JAKARTA, iNews.id - Mantan Komisioner Komisi Pemilihan Umum (KPU) Wahyu Setiawan menjalani sidang dakwaan kasus dugaan suap pergantian antarwaktu (PAW) anggota DPR terpilih tahun 2019-2024. Jaksa Penuntut Umum (JPU) Komisi Pemberantasan Korupsi (KPK) mendakwa Wahyu terbukti menerima uang sejumlah Rp600 juta.
Uang tersebut diterima Wahyu melalui perantara, antara lain adalah eks anggota Badan Pengawas Pemilu (Bawaslu) yang juga merupakan orang kepercayaannya, Agustiani Tio Fridelina.

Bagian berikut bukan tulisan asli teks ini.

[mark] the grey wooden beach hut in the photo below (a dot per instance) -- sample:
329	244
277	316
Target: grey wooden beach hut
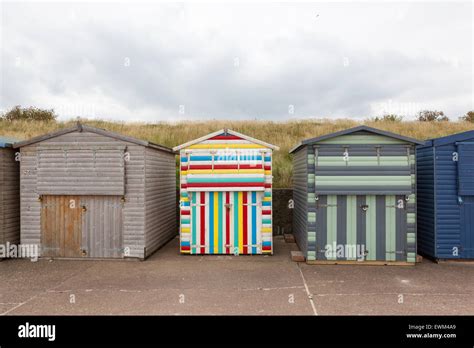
90	193
9	194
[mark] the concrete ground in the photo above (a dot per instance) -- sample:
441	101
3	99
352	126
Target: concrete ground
169	283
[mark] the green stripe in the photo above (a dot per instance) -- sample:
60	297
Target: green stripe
390	228
355	161
363	180
236	223
361	139
220	230
371	230
351	224
204	180
332	223
193	232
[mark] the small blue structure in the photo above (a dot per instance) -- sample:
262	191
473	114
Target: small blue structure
446	197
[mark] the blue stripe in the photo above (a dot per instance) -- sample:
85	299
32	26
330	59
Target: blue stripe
226	158
201	158
224	180
211	222
236	223
254	222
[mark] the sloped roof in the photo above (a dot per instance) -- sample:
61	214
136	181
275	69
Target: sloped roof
7	141
226	131
449	139
83	128
353	130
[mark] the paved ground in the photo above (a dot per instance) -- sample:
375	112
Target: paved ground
168	283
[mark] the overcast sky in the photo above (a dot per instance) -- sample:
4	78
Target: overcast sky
162	62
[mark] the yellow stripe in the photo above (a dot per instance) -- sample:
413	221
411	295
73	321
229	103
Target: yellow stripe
223	171
226	146
216	222
241	224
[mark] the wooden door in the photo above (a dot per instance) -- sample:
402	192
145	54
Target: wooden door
61	226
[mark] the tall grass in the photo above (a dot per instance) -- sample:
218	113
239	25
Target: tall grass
284	134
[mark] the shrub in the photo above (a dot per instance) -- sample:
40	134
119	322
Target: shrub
18	113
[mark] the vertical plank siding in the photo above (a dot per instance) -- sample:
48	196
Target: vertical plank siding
445	172
358	195
160	196
9	197
225	196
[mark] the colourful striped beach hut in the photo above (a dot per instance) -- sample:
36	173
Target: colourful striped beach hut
226	195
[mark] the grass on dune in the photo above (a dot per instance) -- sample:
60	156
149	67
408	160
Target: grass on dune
284	134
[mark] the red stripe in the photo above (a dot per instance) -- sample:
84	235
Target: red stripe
227	222
203	225
227	184
225	137
224	166
245	217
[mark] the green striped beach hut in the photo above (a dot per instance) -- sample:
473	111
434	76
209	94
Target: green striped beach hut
354	197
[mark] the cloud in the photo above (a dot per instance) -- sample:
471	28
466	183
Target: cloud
151	62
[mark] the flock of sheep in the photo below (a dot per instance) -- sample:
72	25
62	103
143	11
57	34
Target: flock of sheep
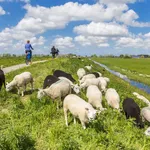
60	87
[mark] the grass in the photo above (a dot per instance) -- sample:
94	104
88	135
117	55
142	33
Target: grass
10	61
130	67
28	124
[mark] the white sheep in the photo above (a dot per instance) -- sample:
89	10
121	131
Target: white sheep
88	82
112	98
94	96
57	90
88	76
103	83
79	109
107	79
75	87
20	80
145	113
81	72
89	67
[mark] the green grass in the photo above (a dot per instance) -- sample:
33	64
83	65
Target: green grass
130	67
27	123
10	61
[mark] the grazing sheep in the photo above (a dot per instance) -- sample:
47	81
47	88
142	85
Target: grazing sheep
145	100
88	67
20	80
94	96
75	87
88	82
106	79
103	84
57	90
145	113
60	73
49	80
132	110
81	72
88	76
79	109
97	74
2	79
147	132
112	98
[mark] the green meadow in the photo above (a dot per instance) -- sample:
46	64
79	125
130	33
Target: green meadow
29	124
136	69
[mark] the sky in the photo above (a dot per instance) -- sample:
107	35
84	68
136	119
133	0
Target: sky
83	27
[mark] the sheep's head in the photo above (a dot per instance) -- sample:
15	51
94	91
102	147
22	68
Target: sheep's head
91	114
76	88
40	94
9	87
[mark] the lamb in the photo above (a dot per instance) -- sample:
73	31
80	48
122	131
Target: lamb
132	110
88	76
57	90
97	74
60	73
49	80
20	80
2	79
145	113
103	84
75	87
78	108
89	68
88	82
94	96
81	72
112	98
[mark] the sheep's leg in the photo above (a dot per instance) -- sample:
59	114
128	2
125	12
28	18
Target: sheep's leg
74	120
83	125
65	114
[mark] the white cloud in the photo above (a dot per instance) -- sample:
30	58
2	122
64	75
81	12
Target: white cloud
102	29
91	41
63	42
2	11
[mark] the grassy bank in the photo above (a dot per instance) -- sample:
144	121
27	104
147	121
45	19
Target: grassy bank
10	61
136	69
27	123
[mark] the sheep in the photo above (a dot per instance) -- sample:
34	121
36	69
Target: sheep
97	74
81	72
57	90
75	87
88	76
88	82
60	73
78	108
49	80
94	96
2	79
89	68
145	113
112	98
103	84
147	132
132	110
20	80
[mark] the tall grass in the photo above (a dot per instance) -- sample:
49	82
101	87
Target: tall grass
27	123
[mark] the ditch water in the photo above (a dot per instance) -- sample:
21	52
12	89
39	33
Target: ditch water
137	84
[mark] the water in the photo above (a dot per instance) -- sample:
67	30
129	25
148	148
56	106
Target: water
137	84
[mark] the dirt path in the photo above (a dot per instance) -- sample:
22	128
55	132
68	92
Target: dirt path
16	67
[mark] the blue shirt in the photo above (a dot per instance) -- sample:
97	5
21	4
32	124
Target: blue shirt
28	46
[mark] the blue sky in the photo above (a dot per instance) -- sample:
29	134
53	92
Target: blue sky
82	27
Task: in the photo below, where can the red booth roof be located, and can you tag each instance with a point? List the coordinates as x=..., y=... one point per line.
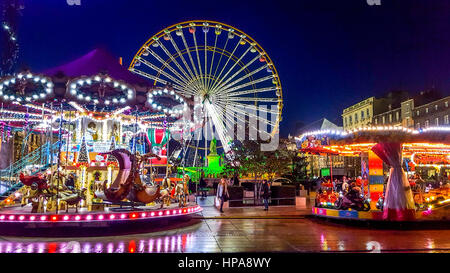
x=95, y=62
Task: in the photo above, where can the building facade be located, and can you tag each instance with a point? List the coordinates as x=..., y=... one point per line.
x=435, y=113
x=359, y=115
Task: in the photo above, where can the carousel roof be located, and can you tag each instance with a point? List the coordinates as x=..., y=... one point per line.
x=95, y=62
x=353, y=142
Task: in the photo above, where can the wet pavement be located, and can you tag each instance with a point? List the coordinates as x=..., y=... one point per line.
x=282, y=229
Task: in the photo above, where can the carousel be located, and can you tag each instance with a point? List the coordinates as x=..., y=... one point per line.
x=390, y=186
x=93, y=143
x=83, y=145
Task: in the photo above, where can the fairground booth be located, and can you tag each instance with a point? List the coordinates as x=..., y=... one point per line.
x=398, y=194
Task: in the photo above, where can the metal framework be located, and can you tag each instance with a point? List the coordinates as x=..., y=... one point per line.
x=219, y=64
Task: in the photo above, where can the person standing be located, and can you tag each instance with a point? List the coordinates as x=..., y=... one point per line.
x=345, y=186
x=266, y=194
x=202, y=185
x=235, y=180
x=222, y=192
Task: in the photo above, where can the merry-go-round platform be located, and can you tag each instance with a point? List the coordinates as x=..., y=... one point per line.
x=375, y=217
x=19, y=221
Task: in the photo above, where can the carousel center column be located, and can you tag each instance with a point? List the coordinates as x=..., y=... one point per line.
x=376, y=179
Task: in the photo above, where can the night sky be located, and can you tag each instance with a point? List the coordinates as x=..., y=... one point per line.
x=329, y=54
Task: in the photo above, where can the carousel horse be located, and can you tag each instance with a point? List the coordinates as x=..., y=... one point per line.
x=74, y=199
x=36, y=182
x=38, y=193
x=123, y=183
x=165, y=192
x=141, y=192
x=180, y=194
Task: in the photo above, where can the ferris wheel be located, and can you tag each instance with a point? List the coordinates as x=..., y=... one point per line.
x=219, y=65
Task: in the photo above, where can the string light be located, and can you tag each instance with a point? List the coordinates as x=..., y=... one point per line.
x=374, y=128
x=166, y=93
x=75, y=85
x=44, y=82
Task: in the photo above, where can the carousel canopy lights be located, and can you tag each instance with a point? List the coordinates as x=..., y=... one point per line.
x=75, y=86
x=166, y=93
x=9, y=87
x=76, y=106
x=363, y=129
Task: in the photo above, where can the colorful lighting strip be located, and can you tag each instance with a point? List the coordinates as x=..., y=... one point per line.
x=97, y=217
x=45, y=82
x=73, y=88
x=168, y=93
x=374, y=128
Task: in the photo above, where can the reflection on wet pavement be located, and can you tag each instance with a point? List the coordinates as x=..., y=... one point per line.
x=243, y=235
x=229, y=233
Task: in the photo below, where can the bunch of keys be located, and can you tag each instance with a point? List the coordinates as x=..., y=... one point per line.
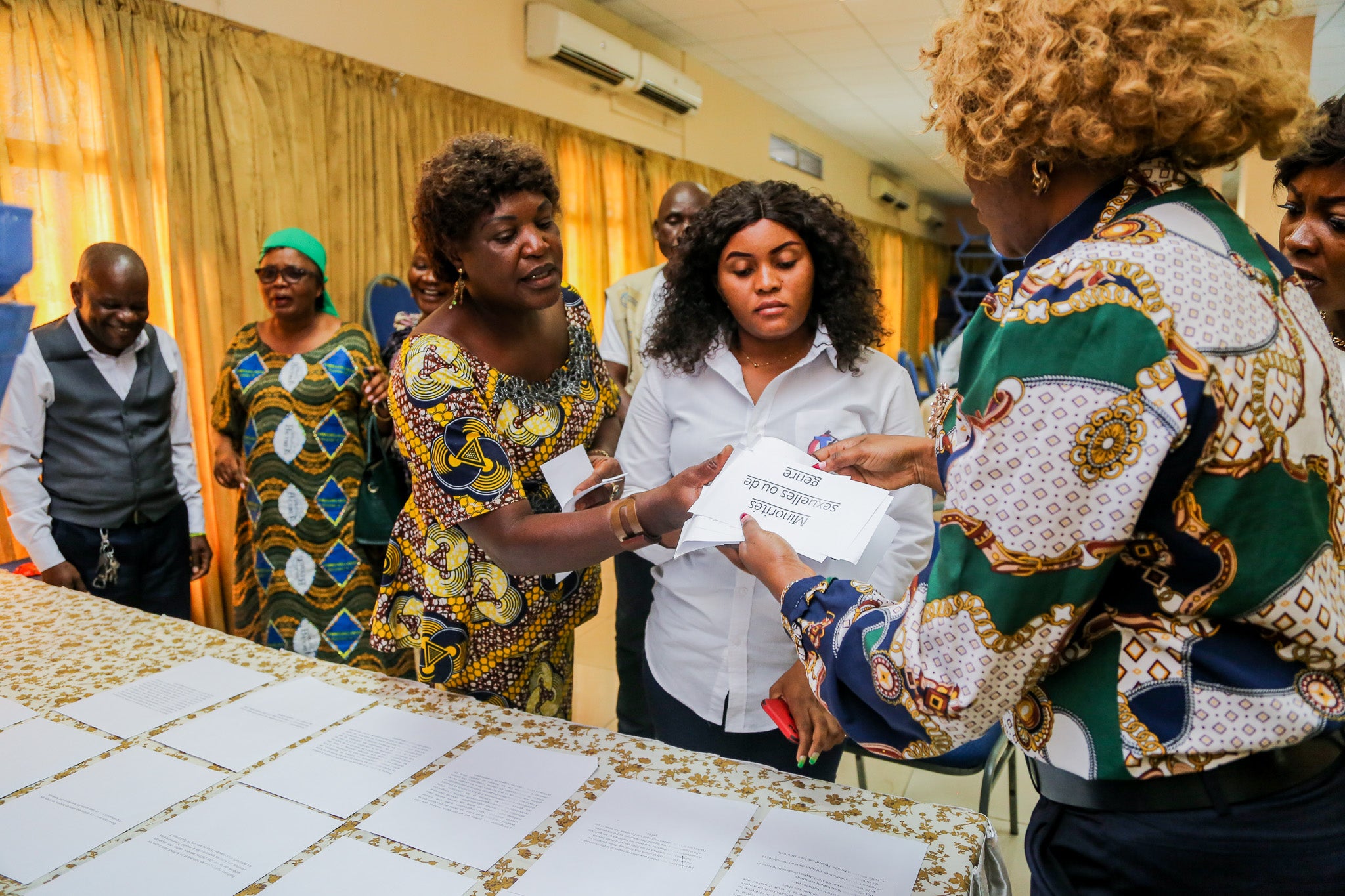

"Terdakwa I menerima hadiah atau janji, berupa uang yang melalui perantaraan Terdakwa II secara bertahap sebesar 19.000 dolar Singapura dan 38.350.00 dolar Singapura atau seluruhnya setara dengan jumlah Rp.600.000.000,00 dari Saeful Bahri bersama-sama dengan Harun Masiku," kata Jaksa Takdir Suhan membacakan surat dakwaan," Kamis (28/5/2020).
Uang itu, kata JPU KPK diduga diserahkan oleh mantan eks Caleg PDIP Harun Masiku dan mantan staf Sekretaris Jenderal (Sekjen) PDIP Hasto Kristiyanto, Saeful Bahri. Pemberian uang itu agar Wahyu mengupayakan KPU menyetujui permohonan PAW yang diajukan PDIP dari Riezky Aprilia sebagai anggota DPR Daerah Pemilihan Dapil Sumatera Selatan 1 kepada Harun Masiku.
"Wahyu selaku anggota Komisi Pemilihan Umum Republik Indonesia (KPU RI) periode tahun 2017 - 2022, yang menerima hadiah atau janji, berupa uang. Padahal diketahui atau patut diduga bahwa hadiah atau janji tersebut diberikan untuk menggerakkan agar melakukan atau tidak melakukan sesuatu dalam jabatannya," ucap JPU KPK Takdir.
JPU KPK menilai hal itu bertentangan dengan kewajiban Wahyu selaku anggota KPU yang mana dia adalah penyelenggara negara (PN). Menurutnya, hal itu telah diatur dalam Pasal 5 angka 4 dan angka 6 Undang-Undang Republik Indonesia Nomor 28 Tahun 1999 tentang Penyelenggaraan Negara yang Bersih dan Bebas dari Korupsi, Kolusi, dan Nepotisme (KKN).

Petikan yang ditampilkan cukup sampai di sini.